La 36ª Brigata Garibaldi "Alessandro Bianconcini" fu una brigata partigiana che operò nell'Appennino imolese-faentino. Assunse la denominazione "Bianconcini" nel maggio 1944, mentre il numerale le fu assegnato presumibilmente tra l'agosto e il settembre del 1944.
Costituzione e attività
La Trentaseiesima riuniva i partigiani della IVª Brigata d'assalto Garibaldi e del gruppo che dopo l'8 settembre 1943 aveva fatto capo a Giovanni Nardi (Caio). Sia Caio che il comandante della IVª Brigata Libero Lossanti (Lorenzini) erano stati uccisi insieme a numerosi altri partigiani. I superstiti, con Luigi Tinti (Bob) come comandante e Guido Gualandi (il Moro) come commissario politico, andarono a costituire una delle Brigate più numerose, raggiungendo in breve tempo le 1600 unità.[1]

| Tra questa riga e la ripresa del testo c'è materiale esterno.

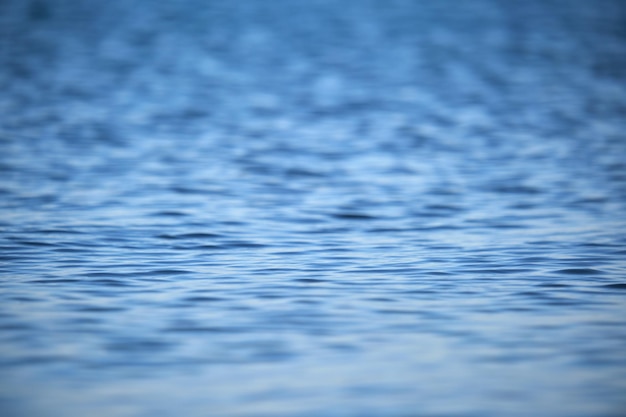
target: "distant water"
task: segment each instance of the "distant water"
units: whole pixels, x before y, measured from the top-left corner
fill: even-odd
[[[0,2],[0,414],[626,414],[626,5]]]

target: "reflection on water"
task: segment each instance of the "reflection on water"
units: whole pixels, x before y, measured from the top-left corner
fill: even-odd
[[[0,410],[617,416],[618,1],[0,3]]]

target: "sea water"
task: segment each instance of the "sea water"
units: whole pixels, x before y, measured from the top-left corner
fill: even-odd
[[[626,413],[626,8],[4,1],[0,413]]]

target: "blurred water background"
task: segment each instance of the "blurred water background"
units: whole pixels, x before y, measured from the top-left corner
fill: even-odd
[[[626,413],[626,3],[0,2],[6,417]]]

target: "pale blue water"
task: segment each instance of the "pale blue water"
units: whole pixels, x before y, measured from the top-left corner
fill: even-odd
[[[0,3],[0,414],[626,413],[626,7]]]

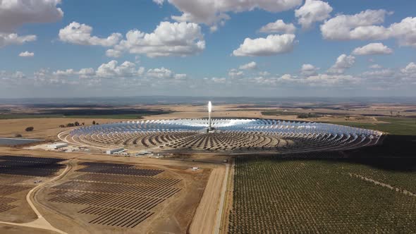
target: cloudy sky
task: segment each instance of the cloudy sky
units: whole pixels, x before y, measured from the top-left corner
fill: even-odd
[[[0,97],[415,96],[416,1],[0,0]]]

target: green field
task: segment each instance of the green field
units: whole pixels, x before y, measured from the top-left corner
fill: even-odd
[[[416,118],[379,117],[377,120],[386,123],[331,122],[331,123],[378,130],[392,135],[416,135]]]
[[[229,233],[414,233],[416,197],[402,190],[416,192],[416,170],[391,164],[238,157]]]

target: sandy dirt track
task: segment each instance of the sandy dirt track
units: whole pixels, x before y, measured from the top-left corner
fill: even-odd
[[[218,204],[219,203],[221,185],[225,174],[226,166],[222,164],[209,162],[207,161],[195,161],[192,160],[181,159],[158,159],[150,158],[135,157],[116,157],[105,154],[94,154],[85,153],[63,153],[55,152],[44,152],[42,150],[26,150],[19,148],[11,148],[0,147],[0,154],[2,155],[32,155],[37,156],[51,156],[64,159],[74,159],[76,161],[90,161],[102,162],[119,162],[124,164],[140,164],[155,166],[181,166],[191,167],[198,166],[202,168],[210,168],[212,174],[209,175],[207,186],[203,190],[202,199],[200,201],[197,209],[195,211],[196,218],[192,219],[190,231],[191,233],[212,233],[215,226],[217,216]],[[204,158],[204,159],[209,159]],[[35,200],[36,202],[36,200]],[[36,204],[38,207],[38,204]],[[41,207],[42,208],[42,207]],[[40,209],[41,214],[48,218],[45,210]],[[190,218],[190,221],[192,216]],[[52,223],[56,225],[56,223]],[[61,227],[57,227],[60,228]],[[60,228],[61,229],[61,228]],[[175,232],[177,233],[177,232]]]
[[[212,233],[216,221],[225,166],[219,165],[212,170],[204,195],[190,226],[190,233]]]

La Brigata (che dal settembre 1944 fu divisa in quattro battaglioni di quattro compagnie ciascuno con l'obiettivo di scendere verso Bologna, Imola e Faenza e liberarle prima dell'arrivo degli Alleati)[2] oltre ad incursioni nei paesi, sequestri e redistribuzioni dei raccolti tra i contadini,[1] sostenne numerosi scontri con le forze nazifasciste. Tra questi si ricordano in particolare quello di Monte Battaglia, la battaglia del Castagno,[3] quella di Ca' di Malanca e quella di Ca' di Guzzo (28 settembre 1944).[4]
Persone legate alla Brigata
Note
- ^ a b Vitaliano Ravagli, Wu Ming, Asce di guerra, Milano, Marco Tropea Editore, 2000, pp. 194-197, ISBN 88-438-0269-0.
- ^ Ravagli, Wu Ming, cit., p. 146.
- ^ Ampiamente descritta in Ravagli, Wu Ming, cit., pp. 144-146.
- ^ Ravagli, Wu Ming, cit., pp. 146-149.
- ^ D-sign.it, Beghelli Guerino - Storia e Memoria di Bologna, su storiaememoriadibologna.it. URL consultato il 26 aprile 2021.